I will follow up with you as well as academic advising (via an academic alert) to check in, provide guidance, and develop a plan for getting back on track.
Help, Collaboration, and Academic Honesty
There are several resources—course staff, your peers, and external sources—that you can use to expedite your learning in the course. However, you must balance your use of external resources with the need for your to produce original work, so that we can assess your learning properly. To this end, we have several policies of what resources are permissible to use depending on the deliverable you are using them on.
The Instructor and Course Staff
Please use each course staff member’s preferred means of communication, e.g., email or Microsoft Teams DM, to communicate with them about individual issues concerning logistics, grades, demos, or core exam questions. Regardless of medium, note that the course staff will generally not respond immediately to messages. However, we will check our messages at fixed times throught the day.
Peer Learning and Outside Resources
Utilizing discussion with peers and outside learning to facilitate your learning is a critical skill for success in computer science. However, at the same time, you must be aware that getting stuck and pushing through challenging problems is essential for robust learning. To this end, we allow the following forms of collaboration.
- You are encouraged to collaborate with your peers on daily drills and the labs. You may also consult the course staff as well as other people and external resources. In all cases, you (or your group in the case of group work) should independently write up your solutions and cite all the resources you used in authoring your work.
- You may only discuss the projects and core exam questions with the course staff. When completing these, you may only consult the course website when developing your solutions. You may not collaborate with peers, consult external resources beyond the ones mentioned above, or share information about these assignments with others.
Keep in mind that adaptation of pre-existing code or solutions whether it comes from a peer, myself, or the Internet, requires a citation in the cases where it is allowed.
In all cases, the work that you produce should be your own. The golden rule is that you should be capable of reproducing your deliverable on the spot with minimal effort if it was accidentally deleted.
If you feel that the stress and pressure of the course are compelling you to violate the academic honesty policies of the course and the college as explained in the student handbook, please talk to me as soon as possible. The course’s grading policies are designed to help you manage your time in light of the different stressors in your life. I will do my best to work with you to figure out how to help you better manage your time relative to your learning goals and desired achievement level for the course.

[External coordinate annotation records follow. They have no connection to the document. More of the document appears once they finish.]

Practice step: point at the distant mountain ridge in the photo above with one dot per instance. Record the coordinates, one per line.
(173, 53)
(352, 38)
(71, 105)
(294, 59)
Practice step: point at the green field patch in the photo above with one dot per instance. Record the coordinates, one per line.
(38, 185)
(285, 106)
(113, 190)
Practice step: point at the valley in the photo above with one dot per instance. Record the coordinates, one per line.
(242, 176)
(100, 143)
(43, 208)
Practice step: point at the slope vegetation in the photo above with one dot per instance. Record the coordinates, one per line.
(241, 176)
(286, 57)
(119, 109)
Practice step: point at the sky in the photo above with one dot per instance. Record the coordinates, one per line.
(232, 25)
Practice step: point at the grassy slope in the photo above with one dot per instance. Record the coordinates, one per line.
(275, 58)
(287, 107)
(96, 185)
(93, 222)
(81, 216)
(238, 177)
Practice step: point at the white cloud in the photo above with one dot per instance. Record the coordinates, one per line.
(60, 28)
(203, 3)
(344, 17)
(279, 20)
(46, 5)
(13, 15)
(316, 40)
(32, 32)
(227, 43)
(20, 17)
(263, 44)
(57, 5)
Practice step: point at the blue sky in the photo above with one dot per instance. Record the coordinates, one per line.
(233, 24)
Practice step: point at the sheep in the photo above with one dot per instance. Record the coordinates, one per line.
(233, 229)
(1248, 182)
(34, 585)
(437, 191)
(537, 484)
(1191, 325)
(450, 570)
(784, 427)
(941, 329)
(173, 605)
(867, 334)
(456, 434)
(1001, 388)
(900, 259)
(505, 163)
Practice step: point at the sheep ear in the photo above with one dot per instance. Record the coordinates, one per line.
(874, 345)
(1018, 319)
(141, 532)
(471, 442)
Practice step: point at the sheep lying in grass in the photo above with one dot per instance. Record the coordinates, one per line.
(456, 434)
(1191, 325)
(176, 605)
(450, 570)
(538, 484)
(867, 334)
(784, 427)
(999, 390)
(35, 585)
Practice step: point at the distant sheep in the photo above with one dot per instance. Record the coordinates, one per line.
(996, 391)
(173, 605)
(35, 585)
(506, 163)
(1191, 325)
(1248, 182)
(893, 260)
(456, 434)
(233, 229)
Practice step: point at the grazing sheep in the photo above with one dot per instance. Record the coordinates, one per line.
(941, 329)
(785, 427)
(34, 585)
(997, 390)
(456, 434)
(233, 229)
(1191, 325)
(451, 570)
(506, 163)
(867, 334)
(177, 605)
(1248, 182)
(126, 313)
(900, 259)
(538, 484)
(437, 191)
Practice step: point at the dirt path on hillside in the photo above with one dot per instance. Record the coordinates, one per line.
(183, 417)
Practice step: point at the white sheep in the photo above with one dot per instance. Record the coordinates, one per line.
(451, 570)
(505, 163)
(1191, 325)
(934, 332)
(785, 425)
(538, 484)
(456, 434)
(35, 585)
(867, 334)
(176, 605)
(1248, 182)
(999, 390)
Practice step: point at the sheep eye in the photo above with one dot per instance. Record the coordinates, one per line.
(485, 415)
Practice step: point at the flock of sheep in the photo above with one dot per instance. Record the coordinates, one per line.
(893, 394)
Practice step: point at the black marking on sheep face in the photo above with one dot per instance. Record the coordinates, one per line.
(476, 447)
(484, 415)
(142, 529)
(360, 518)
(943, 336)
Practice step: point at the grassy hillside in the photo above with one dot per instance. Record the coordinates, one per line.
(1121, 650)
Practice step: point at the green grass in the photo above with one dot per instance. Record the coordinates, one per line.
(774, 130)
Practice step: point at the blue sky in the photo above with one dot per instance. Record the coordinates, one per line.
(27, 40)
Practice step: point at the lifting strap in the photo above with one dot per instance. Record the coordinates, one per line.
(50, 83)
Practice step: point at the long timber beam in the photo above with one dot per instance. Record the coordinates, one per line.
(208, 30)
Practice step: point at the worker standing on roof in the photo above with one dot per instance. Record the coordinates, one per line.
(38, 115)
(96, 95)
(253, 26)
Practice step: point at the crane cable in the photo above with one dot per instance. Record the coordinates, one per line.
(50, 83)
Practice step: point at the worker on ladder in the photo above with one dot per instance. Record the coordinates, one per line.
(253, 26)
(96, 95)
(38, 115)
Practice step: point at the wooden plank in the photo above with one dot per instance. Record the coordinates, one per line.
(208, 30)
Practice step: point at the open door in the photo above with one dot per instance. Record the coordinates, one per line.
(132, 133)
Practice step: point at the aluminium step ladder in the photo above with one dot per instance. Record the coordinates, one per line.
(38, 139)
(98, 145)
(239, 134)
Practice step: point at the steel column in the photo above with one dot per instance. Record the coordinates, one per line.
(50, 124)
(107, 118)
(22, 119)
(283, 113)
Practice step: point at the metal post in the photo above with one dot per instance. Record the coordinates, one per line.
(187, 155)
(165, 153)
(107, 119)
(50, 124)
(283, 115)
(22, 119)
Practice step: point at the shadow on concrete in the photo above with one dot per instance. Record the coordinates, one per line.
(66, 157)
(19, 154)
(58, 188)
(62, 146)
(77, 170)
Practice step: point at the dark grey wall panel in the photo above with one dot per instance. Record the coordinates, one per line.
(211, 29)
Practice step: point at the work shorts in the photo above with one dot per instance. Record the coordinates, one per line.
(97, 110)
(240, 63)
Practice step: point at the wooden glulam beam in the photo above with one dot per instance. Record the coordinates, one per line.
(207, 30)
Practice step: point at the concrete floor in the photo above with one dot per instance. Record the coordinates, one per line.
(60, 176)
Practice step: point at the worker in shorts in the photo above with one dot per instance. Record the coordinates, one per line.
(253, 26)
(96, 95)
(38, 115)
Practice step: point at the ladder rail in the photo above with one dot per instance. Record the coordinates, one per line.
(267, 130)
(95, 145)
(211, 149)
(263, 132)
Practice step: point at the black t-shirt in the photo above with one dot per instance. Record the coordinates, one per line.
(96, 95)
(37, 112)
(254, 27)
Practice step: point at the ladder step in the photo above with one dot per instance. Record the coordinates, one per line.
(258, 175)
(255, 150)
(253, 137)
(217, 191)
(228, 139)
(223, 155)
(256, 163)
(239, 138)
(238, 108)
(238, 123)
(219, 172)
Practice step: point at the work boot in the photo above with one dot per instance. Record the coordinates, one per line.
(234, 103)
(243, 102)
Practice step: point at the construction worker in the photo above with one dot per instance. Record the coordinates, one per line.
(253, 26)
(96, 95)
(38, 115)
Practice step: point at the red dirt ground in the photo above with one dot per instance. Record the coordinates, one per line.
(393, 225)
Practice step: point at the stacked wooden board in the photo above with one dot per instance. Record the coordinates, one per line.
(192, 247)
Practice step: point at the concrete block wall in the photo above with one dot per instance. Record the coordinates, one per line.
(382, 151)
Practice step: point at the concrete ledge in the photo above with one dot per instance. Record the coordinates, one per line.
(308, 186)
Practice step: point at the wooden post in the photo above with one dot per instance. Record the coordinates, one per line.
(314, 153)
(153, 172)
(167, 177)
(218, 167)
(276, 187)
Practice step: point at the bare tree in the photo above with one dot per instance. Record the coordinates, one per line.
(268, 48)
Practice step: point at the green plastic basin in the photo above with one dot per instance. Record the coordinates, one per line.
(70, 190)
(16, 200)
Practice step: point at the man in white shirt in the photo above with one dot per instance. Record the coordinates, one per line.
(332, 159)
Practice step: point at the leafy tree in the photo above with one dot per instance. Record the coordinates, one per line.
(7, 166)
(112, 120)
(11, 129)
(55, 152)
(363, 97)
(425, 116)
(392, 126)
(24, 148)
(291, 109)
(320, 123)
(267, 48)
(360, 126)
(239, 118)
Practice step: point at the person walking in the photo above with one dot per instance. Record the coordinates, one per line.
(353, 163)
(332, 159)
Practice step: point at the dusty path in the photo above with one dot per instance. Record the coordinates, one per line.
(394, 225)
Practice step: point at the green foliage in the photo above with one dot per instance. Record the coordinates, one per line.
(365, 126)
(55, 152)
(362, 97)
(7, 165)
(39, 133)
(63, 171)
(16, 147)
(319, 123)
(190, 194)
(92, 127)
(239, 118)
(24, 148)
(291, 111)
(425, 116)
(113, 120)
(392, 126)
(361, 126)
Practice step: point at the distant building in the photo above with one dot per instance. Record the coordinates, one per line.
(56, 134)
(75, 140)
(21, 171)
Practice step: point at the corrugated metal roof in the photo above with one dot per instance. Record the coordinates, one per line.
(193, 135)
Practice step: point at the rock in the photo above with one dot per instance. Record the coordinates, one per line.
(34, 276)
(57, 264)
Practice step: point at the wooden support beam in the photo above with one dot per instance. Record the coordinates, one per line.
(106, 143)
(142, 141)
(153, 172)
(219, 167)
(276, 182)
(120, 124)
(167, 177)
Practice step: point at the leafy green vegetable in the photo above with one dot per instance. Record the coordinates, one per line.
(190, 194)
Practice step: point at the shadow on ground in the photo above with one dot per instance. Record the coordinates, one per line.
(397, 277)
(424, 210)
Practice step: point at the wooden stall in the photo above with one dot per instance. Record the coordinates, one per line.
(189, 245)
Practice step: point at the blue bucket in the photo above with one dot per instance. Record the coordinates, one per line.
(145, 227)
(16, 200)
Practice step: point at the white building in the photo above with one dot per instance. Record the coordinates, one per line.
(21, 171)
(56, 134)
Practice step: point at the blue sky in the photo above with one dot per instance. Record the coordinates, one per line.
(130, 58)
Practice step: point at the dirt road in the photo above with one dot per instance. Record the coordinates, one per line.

Sharing of Course Materials
While you retain copyright of the work you produce in this course, we must still uphold the academic integrity of this course. To this end, you may not share copies of your assignments with others (unless otherwise allowed by the course policies) or upload your assignments to third-party websites unless substantial changes are made to the assignment (e.g., significant extensions and improvements to your code). Ultimately, it must be clear that the end product is significantly different from what was asked in the original assignment. I do recognize that there are times when you want to do this, e.g., uploading projects to Github for your resume, and so I encourage you to talk to me in advance so that we can ensure that you upload a meaningful project that does not run afoul of this policy.